Using Rails to Create a Static Site

Overview

A customer of ours has a splendidly restrictive environment which I have the pleasure to work within. Not only is there no Rails, there’s no PHP and presumably no database to hook into even if there were dynamic languages. This is probably complete crap but it led to an interesting problem solving situation regardless.

What do you do with a client that wants hundreds of pages to be redesigned when you don’t have access to handy timesaving tools like Rails or PHP?

Long before I started research I told my boss to continue with the site anyways; I thought that caching would work exactly the way I needed. This turned out to be completely wrong but the site was well underway so I had to figure something out.

After trolling the net for a long time I stumbled on a website that took ASP pages and made static pages out of them by spidering; basically wget tweaked a little bit and resold for far too much money.

So I endeavored to do exactly the same for Rails.

Routing

In order to make this work I knew that I needed to do be able to represent pages by their name; something like activities.html would pull up the page with the title ‘Activities’. Once I had the idea it was a short jump to the following routing rules:

map.connect '', :controller => 'page', :action => 'splash_page'
map.connect ':id', :controller => 'page', :action => 'index'
map.connect ':controller/:action/:id'

The first allows the blank page to be a custom welcome page as is standard for us. The third is the standard route just in case, but the second is the monkey-maker.

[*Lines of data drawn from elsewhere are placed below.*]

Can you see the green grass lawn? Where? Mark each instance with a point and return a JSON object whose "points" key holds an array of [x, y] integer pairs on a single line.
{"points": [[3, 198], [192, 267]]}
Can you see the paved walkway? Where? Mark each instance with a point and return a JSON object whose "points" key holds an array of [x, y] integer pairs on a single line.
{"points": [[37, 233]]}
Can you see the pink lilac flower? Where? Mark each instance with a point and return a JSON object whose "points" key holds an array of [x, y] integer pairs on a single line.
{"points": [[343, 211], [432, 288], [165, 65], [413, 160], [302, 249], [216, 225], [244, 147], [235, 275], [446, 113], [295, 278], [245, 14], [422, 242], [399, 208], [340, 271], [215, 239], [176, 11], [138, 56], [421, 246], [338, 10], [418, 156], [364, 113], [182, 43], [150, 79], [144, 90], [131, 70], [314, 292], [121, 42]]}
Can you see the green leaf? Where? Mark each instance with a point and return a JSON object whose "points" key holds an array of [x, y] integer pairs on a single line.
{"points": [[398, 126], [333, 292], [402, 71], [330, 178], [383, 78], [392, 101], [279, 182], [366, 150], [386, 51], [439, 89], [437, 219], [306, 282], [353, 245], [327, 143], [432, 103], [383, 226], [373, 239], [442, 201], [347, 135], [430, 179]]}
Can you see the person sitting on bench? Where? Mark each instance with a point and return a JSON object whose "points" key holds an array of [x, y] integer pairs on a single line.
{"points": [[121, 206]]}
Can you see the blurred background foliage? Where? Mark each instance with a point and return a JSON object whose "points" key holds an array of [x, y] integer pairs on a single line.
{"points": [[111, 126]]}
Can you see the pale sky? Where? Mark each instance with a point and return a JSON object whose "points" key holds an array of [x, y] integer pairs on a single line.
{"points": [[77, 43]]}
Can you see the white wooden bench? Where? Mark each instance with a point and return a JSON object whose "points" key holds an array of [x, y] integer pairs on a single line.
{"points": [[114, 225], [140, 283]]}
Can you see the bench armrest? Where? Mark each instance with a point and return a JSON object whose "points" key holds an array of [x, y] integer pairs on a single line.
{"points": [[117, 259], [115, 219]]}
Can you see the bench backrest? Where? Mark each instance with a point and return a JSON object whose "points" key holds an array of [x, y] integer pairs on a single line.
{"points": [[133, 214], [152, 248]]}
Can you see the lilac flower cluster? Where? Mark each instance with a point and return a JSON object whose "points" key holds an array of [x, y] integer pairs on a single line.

I realize now that I could have just made .html but I’ve justified it to myself by saying that the titles make for better presentation.

The Code

The code below is the default action for the controller and essentially fills the spot of the routing code with a couple of tweaks.

The index bases decisions on whether there’s just a number, whether there’s a .html, or just straight text.

def index
  # If there's a number in the id assumed that it's the id of a page.
  if params[:id] =~ /^\d+$/
    @page = Page.find(params[:id])

  # If there's a .html in the id assume we want the page with that title.
  elsif params[:id] =~ /^.*\.html$/
    # This allows users to use any case for the link name.
    # Otherwise exporting to windows/mac might break from
    # multiple pages being named the same. For instance
    # Index.html != index.html in Linux but does in Windows/Mac.
    # Therefore sending both versions will break a
    # lot of archiving utilities in Win/Mac.
    if params[:id] =~ /[A-Z]/
      redirect_to :action => :index, :id => params[:id].downcase
    end
    # Otherwise strip the .html and the _ then query the database.
    @page = Page.find(:first,
                      :conditions => ['title = ?', html_to_title(params[:id])])

  # Finally if theres simply a name we should redirect to
  # the .html version like we did above.
  elsif params[:id]
    redirect_to(:action => :index,
                :id => title_to_html(params[:id])
  end

  # If the page somehow makes it through that battery
  # and the routing rules above just redirect to the
  # homepage keeping the flash intact.
  if @page.nil?
    flash[:notice] = flash[:notice]
    redirect_to :action => :splash_page
  end
end

Finally there are the helper scripts used above:

def title_to_html(title)
  title.downcase.tr('\ \\\/', '_') + '.html'
end

def html_to_title(title)
  title.gsub(/\.html/,'').humanize
end

Wget

Now that we have pages that are entirely named correctly we can simply use wget to create a perfect copy on her server.

For easy reference I used the following:

wget -m -nH www.example.com

Conclusion

After hours of tweaking I’ve arrived at a very stable and comfortable arrangement. The client knows that pages are simply the name of the page with underscores for spaces and for the most part things are working nicely.

Changing page titles is still a pain and probably always will be. We dealt with this by making a links area above the text which adds some order while solving the interpage problem. I think there are currently only two links in the actual pages that point to a page on the server.

When using wget it’s especially important to make sure that all the links are the same style. For instance having a / in front of some links but not in front of others can lead to weirdness when you’re in a sub-directory and having mixed case will break windows servers (though I’ve attempted to remedy this).

Another caveat is that wget doesn’t follow javascript links, pop-ups, or roll-overs. All pages that can only be accessed through a form or a js action need to be manually copied with the rest of the files.

If nothing this project makes for an interesting comparison in benchmarking. If you were benchmarking the caching ability of a Rails app it would be lovely to see the speed of the straight html as well.